There’s a distant relative of his who is a twee musician [Blake Hazard].

Good! May they all have twee descendants. Or simply centered, balanced people who treat the people in their lives well, as sort of like a counterbalance to, “Well I’m going to shoot every animal in Kenya and then die.” Well, where did he die? He shot himself in Florida or something? Who cares? He shot himself.

Do you feel a profound power, running The Toast and being your own boss?

Yes, I do. I really like it. It’s really cool because [Toast co-founder] Nicole [Cliffe] is my favorite person in the world, so I love working with her, and I always want to please her. I love what we get to do. I have a really high sense of motivation, as opposed to just like, “Oh, I feel like writing jokes today.” Being your own boss is really, really fun. I think it’s great. If you want to do it, you should give it a try.

It seems like you just emerged on the Internet fully formed as a comic writer. Where did that come from?

Well, I started writing on the Internet in 2011, and I was doing recaps of The Vampire Diaries for free for a website that I don’t even remember the name. After that I was working in publishing and writing a ton on the side, and I started writing for The Hairpin and then started writing stuff for The Atlantic and Gawker and The Gloss and a couple other places. It certainly wasn’t overnight. I spent a couple years trying to find out what my voice was. Turns out it was just the one that comes out of me when I talk. I was able to spend a lot of time doing it and quit my job and emerged like Venus from the sea, fully dressed in a bathrobe.

Do you get exhausted? You write so many jokes all day long, and you’re really good at it. How do you have that energy?

I conserve all my energy by moving very little. I go into like a physical hibernation. I didn’t know that this is what I loved to do until I started doing it. I think a lot of people have a talent for writing a novel. It turns out I’m just really at my best and happiest when I have to come up with a lot of jokes throughout the day. And write 400 words about them. I don’t know what I did before Twitter. I love Twitter, and it was made for me. I had no idea that it existed and then as soon as it came along I was like, “Oh, thank god, I’ve needed this all along and where have you been?”

Where do you see yourself in five years?

Probably still running The Toast.

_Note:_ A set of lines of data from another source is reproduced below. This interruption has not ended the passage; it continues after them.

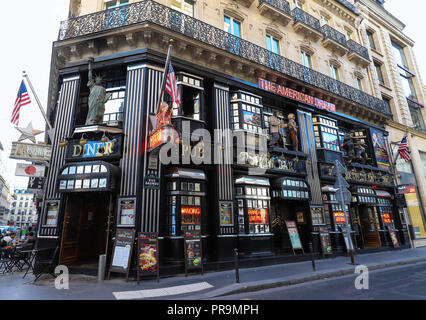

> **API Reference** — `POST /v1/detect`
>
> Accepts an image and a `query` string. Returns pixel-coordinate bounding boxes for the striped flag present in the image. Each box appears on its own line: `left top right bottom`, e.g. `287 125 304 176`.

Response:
11 80 31 126
398 136 411 162
165 62 181 109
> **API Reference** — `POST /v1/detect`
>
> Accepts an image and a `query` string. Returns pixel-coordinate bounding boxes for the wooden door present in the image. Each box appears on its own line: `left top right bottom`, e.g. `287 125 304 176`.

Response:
360 207 381 248
59 195 83 265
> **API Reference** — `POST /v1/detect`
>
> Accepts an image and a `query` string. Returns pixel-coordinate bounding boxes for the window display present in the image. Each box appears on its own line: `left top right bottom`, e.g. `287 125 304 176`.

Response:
312 116 340 151
230 90 264 134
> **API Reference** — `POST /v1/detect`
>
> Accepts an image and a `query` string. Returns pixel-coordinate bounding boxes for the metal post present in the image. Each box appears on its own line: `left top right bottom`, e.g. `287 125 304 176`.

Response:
234 248 240 283
309 242 316 272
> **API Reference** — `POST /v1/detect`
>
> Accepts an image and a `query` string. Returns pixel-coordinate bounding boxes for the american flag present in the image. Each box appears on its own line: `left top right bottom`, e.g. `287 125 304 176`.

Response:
165 62 181 109
11 80 31 126
398 136 411 162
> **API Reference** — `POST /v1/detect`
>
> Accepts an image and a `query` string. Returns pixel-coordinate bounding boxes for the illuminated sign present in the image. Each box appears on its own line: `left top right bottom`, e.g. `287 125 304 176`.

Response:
181 207 201 215
397 185 417 194
382 213 392 224
333 211 346 225
258 78 336 113
248 209 269 224
149 128 164 151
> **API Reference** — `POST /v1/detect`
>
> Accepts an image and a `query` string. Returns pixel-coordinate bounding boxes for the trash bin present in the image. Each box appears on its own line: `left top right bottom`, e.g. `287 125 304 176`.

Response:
98 254 106 281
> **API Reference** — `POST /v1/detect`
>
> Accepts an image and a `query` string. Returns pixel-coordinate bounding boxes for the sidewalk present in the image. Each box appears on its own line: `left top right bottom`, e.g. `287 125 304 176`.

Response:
1 247 426 300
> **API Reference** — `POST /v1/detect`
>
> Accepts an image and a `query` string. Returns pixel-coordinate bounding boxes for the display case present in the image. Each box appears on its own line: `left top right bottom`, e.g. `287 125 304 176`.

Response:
230 90 264 134
312 115 342 163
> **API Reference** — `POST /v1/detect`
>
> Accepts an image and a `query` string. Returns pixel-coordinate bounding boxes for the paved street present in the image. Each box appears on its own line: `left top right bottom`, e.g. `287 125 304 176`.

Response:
216 262 426 300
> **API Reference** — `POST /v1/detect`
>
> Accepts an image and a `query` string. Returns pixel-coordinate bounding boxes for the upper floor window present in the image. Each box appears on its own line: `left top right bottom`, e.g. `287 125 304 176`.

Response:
320 14 330 26
382 96 392 114
266 35 279 54
105 0 129 9
301 51 312 68
366 30 376 50
330 64 340 81
374 61 385 85
171 0 195 16
392 42 408 68
407 100 426 132
356 77 363 91
400 75 417 100
293 0 304 9
224 16 241 38
345 29 353 41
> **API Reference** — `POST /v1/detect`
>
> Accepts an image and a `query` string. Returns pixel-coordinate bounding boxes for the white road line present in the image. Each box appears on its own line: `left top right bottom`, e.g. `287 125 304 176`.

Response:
112 282 214 300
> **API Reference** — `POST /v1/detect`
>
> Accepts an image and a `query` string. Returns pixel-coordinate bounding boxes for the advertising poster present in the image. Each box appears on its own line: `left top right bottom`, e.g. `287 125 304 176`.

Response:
138 232 159 282
285 221 303 250
109 229 135 281
184 231 203 272
370 128 390 171
387 226 400 248
242 110 262 126
219 202 233 226
319 226 333 255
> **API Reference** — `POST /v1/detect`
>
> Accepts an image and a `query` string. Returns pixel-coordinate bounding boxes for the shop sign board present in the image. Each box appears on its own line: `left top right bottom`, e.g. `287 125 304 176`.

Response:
369 128 391 171
184 230 203 275
28 177 44 191
10 142 52 162
285 221 303 250
319 226 333 255
65 137 122 161
15 163 46 177
387 226 400 249
108 229 136 282
137 232 160 283
143 174 161 190
258 78 336 113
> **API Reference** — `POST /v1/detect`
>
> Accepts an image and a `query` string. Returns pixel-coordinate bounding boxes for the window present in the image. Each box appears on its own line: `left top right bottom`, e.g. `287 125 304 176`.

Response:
392 42 408 68
400 75 417 100
374 61 385 85
320 14 330 26
301 51 312 68
330 64 340 81
171 0 194 16
224 15 241 54
366 30 376 50
105 0 129 9
293 0 303 9
345 29 353 41
408 100 426 132
266 35 279 54
382 96 392 114
356 77 363 91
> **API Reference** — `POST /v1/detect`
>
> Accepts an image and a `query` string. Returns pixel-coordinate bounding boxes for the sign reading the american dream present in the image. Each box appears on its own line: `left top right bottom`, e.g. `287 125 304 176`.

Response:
258 78 336 113
10 142 52 162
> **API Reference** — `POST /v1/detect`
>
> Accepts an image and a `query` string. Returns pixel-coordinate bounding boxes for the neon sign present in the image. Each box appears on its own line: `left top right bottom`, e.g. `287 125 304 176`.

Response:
333 211 346 225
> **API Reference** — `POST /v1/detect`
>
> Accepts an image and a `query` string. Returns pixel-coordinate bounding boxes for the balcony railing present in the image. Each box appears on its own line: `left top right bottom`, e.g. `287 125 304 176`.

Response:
322 24 348 49
347 39 370 61
57 0 391 117
258 0 291 16
291 7 322 34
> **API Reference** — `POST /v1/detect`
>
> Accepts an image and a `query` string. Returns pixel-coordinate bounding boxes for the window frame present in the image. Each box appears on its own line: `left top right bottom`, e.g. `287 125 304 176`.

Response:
366 29 376 50
330 64 340 81
171 0 195 16
224 15 242 38
374 61 385 85
266 35 280 54
105 0 129 9
301 50 312 68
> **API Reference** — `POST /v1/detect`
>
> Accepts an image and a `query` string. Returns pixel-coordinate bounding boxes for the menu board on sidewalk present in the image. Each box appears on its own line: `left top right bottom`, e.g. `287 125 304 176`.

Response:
285 221 303 250
108 229 136 282
319 226 333 255
137 232 160 283
387 226 400 249
184 230 203 275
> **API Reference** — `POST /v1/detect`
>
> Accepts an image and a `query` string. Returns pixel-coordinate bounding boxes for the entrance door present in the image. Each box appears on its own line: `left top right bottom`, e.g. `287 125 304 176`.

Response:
60 193 110 265
360 207 381 248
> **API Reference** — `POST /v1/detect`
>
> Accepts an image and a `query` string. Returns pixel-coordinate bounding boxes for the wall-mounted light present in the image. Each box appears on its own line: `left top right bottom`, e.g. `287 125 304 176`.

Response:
59 138 68 147
101 132 109 143
79 134 88 146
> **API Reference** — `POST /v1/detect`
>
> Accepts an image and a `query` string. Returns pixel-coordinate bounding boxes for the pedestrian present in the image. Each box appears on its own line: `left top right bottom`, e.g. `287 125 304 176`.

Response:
3 232 16 246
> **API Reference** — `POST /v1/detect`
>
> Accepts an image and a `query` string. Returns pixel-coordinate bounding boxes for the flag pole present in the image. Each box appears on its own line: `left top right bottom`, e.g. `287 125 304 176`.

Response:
22 71 53 131
156 40 174 115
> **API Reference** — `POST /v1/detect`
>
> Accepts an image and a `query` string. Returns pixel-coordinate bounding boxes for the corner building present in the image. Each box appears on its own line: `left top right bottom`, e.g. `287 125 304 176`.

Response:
37 0 415 273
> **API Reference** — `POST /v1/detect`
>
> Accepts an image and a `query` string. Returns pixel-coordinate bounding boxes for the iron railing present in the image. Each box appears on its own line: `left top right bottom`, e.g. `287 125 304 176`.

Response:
258 0 291 16
291 7 322 34
322 24 348 49
57 0 391 116
347 39 370 61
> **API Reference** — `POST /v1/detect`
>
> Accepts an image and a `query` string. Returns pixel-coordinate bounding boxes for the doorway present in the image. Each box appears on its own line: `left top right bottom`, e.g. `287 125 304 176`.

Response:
359 206 381 248
60 193 111 266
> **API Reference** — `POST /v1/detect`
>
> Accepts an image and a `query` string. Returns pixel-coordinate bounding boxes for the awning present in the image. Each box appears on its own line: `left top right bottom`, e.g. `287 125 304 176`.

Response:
165 168 207 180
235 176 270 186
271 177 310 200
57 161 120 193
376 190 392 206
351 186 377 205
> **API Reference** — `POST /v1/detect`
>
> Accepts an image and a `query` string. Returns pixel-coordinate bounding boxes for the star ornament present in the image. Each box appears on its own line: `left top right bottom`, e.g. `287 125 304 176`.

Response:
15 122 44 144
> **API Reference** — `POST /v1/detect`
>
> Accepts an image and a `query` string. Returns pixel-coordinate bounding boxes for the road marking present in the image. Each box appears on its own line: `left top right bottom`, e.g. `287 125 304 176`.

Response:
113 282 214 300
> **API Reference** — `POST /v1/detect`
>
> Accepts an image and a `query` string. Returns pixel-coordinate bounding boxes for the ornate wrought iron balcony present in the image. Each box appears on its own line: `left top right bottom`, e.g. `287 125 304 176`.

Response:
321 24 348 56
291 7 323 42
258 0 292 26
347 39 370 64
258 0 291 16
57 0 391 117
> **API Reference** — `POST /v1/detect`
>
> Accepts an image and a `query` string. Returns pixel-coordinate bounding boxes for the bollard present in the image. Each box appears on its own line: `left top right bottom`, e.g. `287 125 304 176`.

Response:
309 242 316 272
234 248 240 283
98 254 106 281
349 249 356 265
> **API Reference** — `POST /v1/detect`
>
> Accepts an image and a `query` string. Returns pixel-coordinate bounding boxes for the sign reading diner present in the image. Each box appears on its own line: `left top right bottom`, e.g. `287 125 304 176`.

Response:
258 78 336 113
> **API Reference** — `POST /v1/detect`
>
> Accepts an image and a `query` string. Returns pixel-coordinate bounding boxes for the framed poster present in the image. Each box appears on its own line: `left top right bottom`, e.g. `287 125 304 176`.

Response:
369 128 390 171
44 201 60 227
285 221 303 252
296 211 305 224
319 226 333 255
387 226 400 249
184 230 203 275
108 229 136 282
137 232 160 284
117 198 136 227
219 201 234 226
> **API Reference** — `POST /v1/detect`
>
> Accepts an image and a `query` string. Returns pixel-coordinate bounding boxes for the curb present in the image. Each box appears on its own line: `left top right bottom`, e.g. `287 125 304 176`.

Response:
211 257 426 298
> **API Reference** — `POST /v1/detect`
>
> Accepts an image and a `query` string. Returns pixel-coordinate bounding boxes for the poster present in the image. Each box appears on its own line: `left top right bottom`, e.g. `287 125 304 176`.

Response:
387 226 400 248
184 231 203 270
242 110 262 126
112 246 131 269
138 232 159 275
319 226 333 255
109 229 135 280
285 221 303 250
219 202 233 226
370 128 390 171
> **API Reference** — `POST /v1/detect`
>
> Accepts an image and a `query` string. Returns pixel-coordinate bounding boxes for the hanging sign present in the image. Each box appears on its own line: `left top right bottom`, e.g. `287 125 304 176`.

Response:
10 142 52 162
319 226 333 255
184 230 203 275
369 128 390 171
285 221 303 250
108 229 136 282
387 226 400 249
28 177 44 191
137 232 160 284
15 163 46 177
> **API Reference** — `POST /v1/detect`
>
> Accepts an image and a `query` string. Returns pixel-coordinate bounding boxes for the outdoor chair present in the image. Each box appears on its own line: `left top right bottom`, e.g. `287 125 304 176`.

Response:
0 248 12 274
33 246 60 282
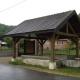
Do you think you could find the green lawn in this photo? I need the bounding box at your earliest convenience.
[54,67,80,77]
[43,49,80,55]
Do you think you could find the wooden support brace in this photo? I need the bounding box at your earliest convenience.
[66,23,68,34]
[68,22,76,34]
[56,31,78,37]
[37,39,44,55]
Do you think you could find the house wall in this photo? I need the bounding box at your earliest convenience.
[55,40,68,49]
[43,40,69,50]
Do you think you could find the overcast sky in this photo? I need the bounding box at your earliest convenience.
[0,0,80,25]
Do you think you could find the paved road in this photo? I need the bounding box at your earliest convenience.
[0,64,80,80]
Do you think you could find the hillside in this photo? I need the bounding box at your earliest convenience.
[0,23,15,35]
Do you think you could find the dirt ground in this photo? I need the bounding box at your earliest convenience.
[0,57,22,63]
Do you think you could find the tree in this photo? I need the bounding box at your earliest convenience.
[3,37,12,48]
[78,13,80,19]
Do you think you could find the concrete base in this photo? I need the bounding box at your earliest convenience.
[11,58,15,62]
[62,59,80,67]
[23,59,49,67]
[49,62,57,70]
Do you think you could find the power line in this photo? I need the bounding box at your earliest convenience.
[0,0,26,13]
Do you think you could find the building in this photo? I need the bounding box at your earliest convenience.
[0,40,7,49]
[43,39,71,49]
[4,10,80,69]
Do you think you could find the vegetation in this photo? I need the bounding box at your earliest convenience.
[43,49,78,55]
[0,23,15,48]
[0,23,15,35]
[3,37,13,48]
[9,60,48,69]
[54,67,80,77]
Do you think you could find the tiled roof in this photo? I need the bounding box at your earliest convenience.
[4,10,77,36]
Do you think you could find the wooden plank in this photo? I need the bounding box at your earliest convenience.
[56,31,79,37]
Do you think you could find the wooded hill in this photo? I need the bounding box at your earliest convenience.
[0,23,15,35]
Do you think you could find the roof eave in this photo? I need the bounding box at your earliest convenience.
[4,29,55,37]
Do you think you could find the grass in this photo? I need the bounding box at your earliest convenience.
[9,60,80,77]
[9,60,48,69]
[43,49,80,55]
[54,67,80,77]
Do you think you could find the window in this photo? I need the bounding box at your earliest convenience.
[59,41,63,45]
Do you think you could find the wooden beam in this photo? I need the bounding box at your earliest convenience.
[68,22,76,34]
[66,23,68,34]
[37,39,41,45]
[55,35,59,41]
[35,34,46,40]
[12,37,20,59]
[56,31,79,37]
[37,39,44,55]
[49,34,55,62]
[43,40,46,44]
[76,38,79,58]
[12,37,16,59]
[40,40,43,55]
[35,40,39,55]
[13,36,46,40]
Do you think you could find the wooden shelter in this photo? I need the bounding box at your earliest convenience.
[4,10,80,69]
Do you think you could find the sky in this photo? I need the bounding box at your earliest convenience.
[0,0,80,25]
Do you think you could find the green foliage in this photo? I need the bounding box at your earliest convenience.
[9,60,27,65]
[43,49,77,54]
[78,13,80,19]
[0,23,15,48]
[55,67,80,77]
[3,37,12,47]
[0,23,15,35]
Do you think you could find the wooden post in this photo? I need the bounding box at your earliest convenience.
[16,42,19,57]
[12,38,16,61]
[48,33,56,69]
[40,40,43,55]
[76,38,79,58]
[35,40,39,55]
[50,34,55,62]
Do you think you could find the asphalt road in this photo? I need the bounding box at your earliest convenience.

Honestly, this is the type of job I would want to do until I die. I hope that in five years The Toast has more money than anyone in the world, and I have at least one item of clothing that’s made of gold. Cause my dream is, remember the episode of The Simpsons where Homer ends up winning the lottery and he turns into a man that is ten feet tall and is made of gold and is covered in rupees? That’s the goal. That’s the dream.